Cette opération se fait idéalement au printemps, sur du mobilier sec et propre, avant la saison d’utilisation.

Protection hivernale et housses : ce qui fonctionne vraiment
Les housses de protection sont le réflexe le plus courant pour l’hivernage. Leur efficacité dépend d’un détail souvent négligé : la ventilation. Une housse hermétique plaquée contre le mobilier piège la condensation et crée un environnement humide permanent, exactement les conditions qui favorisent la corrosion.
Privilégiez des housses avec aérations basses, qui permettent à l’air de circuler sous la toile. Vérifiez aussi que la housse ne repose pas dans une flaque d’eau au sol. Surélever légèrement les pieds du mobilier avec des patins ou des cales réduit le contact avec l’humidité stagnante.
L’idéal reste de stocker le mobilier dans un endroit sec et couvert (garage, abri de jardin) pendant les mois où il n’est pas utilisé. Pour les pièces trop volumineuses, un voile d’hivernage respirant représente un compromis acceptable.
Mobilier en métal et galvanoplastie : vérifier ce qu’on achète
Au moment de l’achat, la qualité du traitement de surface conditionne toute la suite. Un mobilier en acier galvanisé puis thermolaqué offre une double barrière contre la corrosion.
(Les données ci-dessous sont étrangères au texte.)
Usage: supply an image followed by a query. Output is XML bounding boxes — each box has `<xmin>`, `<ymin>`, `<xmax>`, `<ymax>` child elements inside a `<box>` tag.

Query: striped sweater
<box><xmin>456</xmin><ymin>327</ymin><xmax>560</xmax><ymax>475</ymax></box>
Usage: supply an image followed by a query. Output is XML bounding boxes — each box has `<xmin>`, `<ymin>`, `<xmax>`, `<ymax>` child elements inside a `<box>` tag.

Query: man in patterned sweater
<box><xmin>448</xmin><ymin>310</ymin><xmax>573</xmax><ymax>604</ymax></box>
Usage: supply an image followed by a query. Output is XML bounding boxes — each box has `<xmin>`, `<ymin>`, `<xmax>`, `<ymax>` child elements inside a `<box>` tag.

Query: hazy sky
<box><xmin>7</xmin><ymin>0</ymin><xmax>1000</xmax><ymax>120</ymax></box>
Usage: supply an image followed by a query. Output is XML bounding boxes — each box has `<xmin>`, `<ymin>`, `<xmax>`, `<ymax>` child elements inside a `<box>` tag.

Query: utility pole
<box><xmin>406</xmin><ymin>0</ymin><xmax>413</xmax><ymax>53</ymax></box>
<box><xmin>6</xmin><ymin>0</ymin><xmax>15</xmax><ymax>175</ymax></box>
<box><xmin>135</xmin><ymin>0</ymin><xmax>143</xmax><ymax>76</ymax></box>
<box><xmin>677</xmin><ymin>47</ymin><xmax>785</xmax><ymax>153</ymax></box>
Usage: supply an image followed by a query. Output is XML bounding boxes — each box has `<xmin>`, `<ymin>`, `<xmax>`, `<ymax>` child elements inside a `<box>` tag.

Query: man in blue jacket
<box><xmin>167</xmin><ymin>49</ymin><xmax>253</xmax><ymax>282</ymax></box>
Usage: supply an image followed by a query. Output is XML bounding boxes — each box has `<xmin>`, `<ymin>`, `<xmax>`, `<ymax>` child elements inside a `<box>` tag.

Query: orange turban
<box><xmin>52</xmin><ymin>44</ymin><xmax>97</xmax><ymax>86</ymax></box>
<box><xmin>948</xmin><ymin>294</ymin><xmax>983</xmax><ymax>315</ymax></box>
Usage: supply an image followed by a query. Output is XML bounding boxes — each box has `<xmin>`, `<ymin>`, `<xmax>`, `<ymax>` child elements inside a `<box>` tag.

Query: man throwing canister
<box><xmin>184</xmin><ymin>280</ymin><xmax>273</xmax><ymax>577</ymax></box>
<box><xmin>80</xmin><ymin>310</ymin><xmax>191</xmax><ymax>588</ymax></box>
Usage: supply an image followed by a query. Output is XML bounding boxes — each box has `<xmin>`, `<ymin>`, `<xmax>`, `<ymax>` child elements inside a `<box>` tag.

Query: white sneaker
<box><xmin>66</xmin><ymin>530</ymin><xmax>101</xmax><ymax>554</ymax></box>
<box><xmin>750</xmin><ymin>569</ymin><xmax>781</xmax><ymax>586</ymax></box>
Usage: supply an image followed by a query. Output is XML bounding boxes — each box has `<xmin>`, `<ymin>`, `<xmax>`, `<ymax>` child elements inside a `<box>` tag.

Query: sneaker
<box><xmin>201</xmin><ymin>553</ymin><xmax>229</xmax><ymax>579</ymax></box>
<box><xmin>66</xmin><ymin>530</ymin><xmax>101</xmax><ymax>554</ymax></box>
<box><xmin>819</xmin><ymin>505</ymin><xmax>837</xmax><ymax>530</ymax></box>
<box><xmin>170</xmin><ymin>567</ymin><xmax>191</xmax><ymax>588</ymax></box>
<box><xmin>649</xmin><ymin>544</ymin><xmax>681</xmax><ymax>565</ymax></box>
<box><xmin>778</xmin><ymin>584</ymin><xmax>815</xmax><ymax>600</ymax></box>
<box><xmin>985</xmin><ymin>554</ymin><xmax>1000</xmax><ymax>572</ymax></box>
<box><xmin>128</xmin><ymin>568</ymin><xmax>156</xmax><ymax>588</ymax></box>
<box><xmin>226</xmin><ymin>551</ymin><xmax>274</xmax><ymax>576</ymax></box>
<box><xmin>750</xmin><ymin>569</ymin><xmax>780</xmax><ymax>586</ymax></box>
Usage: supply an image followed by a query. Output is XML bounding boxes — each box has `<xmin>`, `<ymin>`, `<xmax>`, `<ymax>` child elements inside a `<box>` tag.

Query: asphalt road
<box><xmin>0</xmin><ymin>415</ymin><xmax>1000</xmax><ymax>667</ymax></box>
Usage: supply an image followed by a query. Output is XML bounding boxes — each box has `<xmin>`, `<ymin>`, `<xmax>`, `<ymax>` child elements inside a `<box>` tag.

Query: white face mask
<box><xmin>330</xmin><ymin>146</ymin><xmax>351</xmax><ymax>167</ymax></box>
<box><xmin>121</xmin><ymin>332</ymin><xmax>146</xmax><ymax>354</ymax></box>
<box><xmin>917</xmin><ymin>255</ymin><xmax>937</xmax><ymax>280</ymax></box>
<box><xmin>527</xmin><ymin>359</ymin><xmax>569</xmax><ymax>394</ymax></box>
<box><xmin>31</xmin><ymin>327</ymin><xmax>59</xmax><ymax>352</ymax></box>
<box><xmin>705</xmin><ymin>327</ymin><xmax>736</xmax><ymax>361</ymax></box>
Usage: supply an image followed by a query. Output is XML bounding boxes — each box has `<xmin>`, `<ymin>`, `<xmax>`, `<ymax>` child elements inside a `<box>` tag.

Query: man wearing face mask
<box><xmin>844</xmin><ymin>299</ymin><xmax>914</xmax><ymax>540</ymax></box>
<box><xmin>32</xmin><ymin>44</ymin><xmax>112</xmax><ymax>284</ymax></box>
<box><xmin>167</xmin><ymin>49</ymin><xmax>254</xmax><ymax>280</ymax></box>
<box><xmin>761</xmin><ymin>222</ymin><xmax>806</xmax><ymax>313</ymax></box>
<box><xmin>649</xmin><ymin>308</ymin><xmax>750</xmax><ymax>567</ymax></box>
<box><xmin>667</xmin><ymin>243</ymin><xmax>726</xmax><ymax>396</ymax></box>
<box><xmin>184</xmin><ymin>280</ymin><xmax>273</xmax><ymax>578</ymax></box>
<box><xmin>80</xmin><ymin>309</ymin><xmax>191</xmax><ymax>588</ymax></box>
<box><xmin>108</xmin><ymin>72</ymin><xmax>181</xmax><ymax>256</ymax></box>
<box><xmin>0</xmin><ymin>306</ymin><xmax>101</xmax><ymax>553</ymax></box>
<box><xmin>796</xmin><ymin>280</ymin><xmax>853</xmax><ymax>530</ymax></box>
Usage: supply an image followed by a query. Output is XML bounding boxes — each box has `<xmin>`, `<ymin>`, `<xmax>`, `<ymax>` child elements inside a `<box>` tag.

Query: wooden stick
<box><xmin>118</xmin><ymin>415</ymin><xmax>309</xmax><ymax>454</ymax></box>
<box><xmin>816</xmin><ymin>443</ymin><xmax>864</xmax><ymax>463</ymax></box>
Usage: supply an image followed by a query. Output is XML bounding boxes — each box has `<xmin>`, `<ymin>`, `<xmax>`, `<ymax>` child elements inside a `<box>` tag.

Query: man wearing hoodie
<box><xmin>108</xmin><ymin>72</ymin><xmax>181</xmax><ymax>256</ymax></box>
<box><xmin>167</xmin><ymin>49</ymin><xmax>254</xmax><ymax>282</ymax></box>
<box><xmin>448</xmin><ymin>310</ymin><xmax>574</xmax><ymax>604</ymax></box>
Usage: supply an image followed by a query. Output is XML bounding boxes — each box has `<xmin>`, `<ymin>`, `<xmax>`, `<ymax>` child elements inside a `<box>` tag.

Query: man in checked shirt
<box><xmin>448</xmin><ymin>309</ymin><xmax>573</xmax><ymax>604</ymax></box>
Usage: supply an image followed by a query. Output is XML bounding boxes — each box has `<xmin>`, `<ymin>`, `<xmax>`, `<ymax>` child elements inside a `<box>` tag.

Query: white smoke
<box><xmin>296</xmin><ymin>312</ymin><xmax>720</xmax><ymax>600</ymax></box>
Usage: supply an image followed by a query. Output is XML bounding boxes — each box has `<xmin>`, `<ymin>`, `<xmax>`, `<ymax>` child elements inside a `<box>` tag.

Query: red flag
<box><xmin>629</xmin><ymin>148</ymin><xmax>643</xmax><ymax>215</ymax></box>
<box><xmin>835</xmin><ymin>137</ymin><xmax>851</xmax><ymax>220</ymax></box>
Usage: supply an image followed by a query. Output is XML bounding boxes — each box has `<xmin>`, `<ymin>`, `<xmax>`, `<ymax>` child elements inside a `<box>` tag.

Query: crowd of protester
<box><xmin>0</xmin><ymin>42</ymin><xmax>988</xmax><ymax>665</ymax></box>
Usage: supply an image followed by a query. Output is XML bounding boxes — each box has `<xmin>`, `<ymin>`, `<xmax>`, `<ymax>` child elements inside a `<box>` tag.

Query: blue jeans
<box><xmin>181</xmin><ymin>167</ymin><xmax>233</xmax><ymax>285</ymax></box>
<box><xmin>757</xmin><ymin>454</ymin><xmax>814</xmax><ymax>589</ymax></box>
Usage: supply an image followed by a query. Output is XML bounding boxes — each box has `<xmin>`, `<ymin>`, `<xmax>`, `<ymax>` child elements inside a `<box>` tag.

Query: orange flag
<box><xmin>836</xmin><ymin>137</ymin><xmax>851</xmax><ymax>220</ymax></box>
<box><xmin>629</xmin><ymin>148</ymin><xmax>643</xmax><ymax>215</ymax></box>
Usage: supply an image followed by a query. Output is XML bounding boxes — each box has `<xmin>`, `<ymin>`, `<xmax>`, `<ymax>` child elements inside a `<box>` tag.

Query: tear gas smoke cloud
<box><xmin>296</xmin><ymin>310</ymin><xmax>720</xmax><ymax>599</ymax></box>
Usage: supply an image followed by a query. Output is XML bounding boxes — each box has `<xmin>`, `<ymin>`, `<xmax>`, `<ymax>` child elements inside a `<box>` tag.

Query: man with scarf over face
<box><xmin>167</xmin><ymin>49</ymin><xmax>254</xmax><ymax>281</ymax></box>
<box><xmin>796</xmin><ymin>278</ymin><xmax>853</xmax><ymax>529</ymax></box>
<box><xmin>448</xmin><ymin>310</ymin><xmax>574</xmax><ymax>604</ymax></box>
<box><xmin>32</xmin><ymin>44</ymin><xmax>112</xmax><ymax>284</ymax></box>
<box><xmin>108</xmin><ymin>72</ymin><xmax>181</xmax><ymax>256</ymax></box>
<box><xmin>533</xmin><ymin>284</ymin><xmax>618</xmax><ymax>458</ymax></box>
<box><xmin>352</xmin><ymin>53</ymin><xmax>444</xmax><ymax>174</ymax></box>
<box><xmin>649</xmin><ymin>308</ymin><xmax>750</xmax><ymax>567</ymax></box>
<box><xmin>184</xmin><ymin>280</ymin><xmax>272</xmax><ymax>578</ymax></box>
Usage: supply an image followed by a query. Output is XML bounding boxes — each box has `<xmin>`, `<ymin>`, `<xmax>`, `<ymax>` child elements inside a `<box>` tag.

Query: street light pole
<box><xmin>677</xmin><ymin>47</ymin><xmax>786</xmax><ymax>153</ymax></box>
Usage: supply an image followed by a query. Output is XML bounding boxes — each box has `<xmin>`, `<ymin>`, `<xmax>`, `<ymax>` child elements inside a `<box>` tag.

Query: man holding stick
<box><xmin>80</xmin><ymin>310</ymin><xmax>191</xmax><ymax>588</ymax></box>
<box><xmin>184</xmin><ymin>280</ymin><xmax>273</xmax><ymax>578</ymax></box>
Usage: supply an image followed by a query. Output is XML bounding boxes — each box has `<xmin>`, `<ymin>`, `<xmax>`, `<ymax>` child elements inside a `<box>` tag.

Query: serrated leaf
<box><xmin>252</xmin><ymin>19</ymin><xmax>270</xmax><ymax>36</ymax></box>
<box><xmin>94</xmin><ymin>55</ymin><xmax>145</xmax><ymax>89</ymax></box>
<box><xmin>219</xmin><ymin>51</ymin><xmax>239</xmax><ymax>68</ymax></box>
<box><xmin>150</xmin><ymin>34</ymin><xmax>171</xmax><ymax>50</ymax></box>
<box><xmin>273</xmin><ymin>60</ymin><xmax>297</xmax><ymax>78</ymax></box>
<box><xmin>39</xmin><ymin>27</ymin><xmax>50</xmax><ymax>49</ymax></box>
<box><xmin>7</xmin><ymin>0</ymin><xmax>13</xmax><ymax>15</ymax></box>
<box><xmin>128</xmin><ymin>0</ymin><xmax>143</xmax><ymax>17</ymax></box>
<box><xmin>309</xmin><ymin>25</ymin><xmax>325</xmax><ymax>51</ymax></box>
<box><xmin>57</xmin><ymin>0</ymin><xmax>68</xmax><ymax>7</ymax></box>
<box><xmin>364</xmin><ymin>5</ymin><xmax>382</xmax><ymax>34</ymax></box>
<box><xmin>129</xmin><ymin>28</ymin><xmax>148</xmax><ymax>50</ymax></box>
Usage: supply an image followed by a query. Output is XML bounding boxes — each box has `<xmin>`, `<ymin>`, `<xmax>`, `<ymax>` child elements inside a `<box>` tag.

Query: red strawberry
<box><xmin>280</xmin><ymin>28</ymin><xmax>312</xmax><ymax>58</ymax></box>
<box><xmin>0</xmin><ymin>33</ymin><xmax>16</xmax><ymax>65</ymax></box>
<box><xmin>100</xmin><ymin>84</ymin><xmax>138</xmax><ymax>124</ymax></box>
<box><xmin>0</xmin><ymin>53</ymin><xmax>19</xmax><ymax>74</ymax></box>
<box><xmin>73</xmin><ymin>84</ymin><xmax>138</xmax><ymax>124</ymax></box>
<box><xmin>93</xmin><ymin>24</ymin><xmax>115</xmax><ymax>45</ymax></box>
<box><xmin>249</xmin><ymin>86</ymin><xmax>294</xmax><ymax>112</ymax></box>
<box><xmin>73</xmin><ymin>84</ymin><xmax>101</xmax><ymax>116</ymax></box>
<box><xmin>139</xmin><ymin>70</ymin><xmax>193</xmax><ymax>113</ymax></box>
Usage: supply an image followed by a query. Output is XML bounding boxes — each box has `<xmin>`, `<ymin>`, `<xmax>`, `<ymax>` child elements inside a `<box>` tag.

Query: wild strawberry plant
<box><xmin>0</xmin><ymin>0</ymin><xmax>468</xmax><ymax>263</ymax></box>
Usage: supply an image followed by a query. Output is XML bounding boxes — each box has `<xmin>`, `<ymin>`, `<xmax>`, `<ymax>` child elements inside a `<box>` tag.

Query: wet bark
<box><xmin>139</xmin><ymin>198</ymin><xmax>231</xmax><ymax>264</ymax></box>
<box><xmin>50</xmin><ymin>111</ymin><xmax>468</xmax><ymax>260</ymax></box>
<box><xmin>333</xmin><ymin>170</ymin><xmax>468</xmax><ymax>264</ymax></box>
Un mobilier simplement peint sur acier brut demandera un entretien nettement plus fréquent.
Les données disponibles ne permettent pas de donner une durée de vie universelle, car elle dépend du traitement initial, de l’atmosphère et de l’entretien. En revanche, un point est vérifiable à l’achat : la mention « traitement anticorrosion » ou « galvanisation » dans la fiche produit. Son absence doit alerter, surtout pour du mobilier destiné à rester dehors toute l’année.
L’entretien du mobilier de jardin en métal se résume finalement à trois principes : nettoyer sans agresser le revêtement, intervenir sur la rouille dès son apparition, et adapter sa vigilance à l’environnement réel du mobilier. Un salon de jardin en acier bien protégé et correctement entretenu traverse les saisons sans perdre son aspect, à condition de ne pas attendre que les dégâts soient visibles pour agir.